I’ve not written much about my own training programme in recent weeks. I am, of course, still faithfully following the advice of my cycling coach but the various breaks have made it feel as if I’m, at best, constantly treading water. October turned out to be quite a benign month weatherwise and I tried to profit as much as possible by racking up the kilometres. After a cracking mid-month storm, I noted there was a dusting of snow on the hills and a decided nip in the air. Yes, it was official, autumn had well and truly arrived. I packed up my summer cycling wear and donned my long sleeved mid-season shirt and 3/4 bib-shorts – the latter unlikely to be forsaken much before May.
Possibly because this period was so wet last year, we’ve had a dearth of organised pointages (Sunday club association rides). Instead these have been replaced not with club rides but rides with friends. We had a final trip of the year up to the plateau at Thorenc for a picnic lunch complete with support and chow wagons. I really like this route but it’s not one I’m allowed to do on my own as there’s no mobile phone coverage on the plateau.It was an enjoyable ride up but we came back by car after a delicious repast.
My coach and I were proposing to go for a long ride in Italy but thanks to numerous cancellations this oft expressed desire has been shelved until next year. Honestly I was beginning to think the idea was jinxed especially after my car broke down. The coast road will do just fine for whatever exercises he has in mind.
Last week I had a severe case of cabin fever. We rode Sunday morning returning just in time to avoid the heavy rain shower. This continued all day Monday followed by the most amazing electric storm in the early hours of Tuesday morning. It continued to pour down all day Tuesday. At this point I was thankful we live in a flat on a hill.

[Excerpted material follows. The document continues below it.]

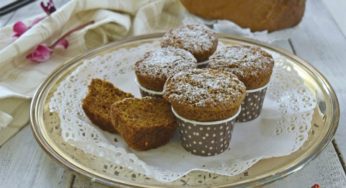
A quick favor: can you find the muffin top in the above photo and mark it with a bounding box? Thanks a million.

Wednesday morning the sunshine returned briefly for an hour or so lulling us into a false sense of security. The downpour started again just as we were attempting to leave the Domaine. My beloved, who was going to be spending the next few days at an exhibition in Paris, decided to brave the downpour, while I beat a hasty retreat, so returning just over an hour later totally drenched.

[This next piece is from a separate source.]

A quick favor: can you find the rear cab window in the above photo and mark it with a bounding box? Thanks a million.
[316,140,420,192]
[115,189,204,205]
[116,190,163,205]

Thursday dawned brightly on the coast with the menacing black clouds lingering on the hills. I wasted not a moment and went out for a longish (100km) ride along the coast, recording one of my best times for the ride. It only started to rain again later that evening as I was leaving my English class. It continued to rain on Friday, so much that I expected Noah and his Ark to put in an appearance.
It’s now stopped raining and the sunshine – thank goodness – has returned. But it’s much colder and there’s a thick dusting of snow on the hills. The mid-season jersey has been replaced with the winter one and I’ve gotten out my woollen socks, although I’m still wearing half-fingered gloves, but probably not for much longer. It’s at this point climbing hills is restricted to the shorter ones. It’s not the ascent I mind, so much as the bone-chilling descent which can often be slippery too in the winter months.
I have a well-honed selection of winter routes which include shortish climbs where I can practise any number of fiendish exercises set me by my coach. I like the sprinting and endurance ones best and often provide a few moments of amusement for those labouring away on the maintenance or renovation of some of the fine coastal properties. This is supplemented with sessions on the home trainer – hour max – a spot of jogging and the occasional session in the Domaine’s gym. Though I note with some horror my coach has suggested a spot of swimming in this month’s programme. I’ll soon disabuse him of that idea.
Of course, with Xmas and temptation looming, I feel the need to step it up a bit. If I don’t all my clothes will start feeling snug!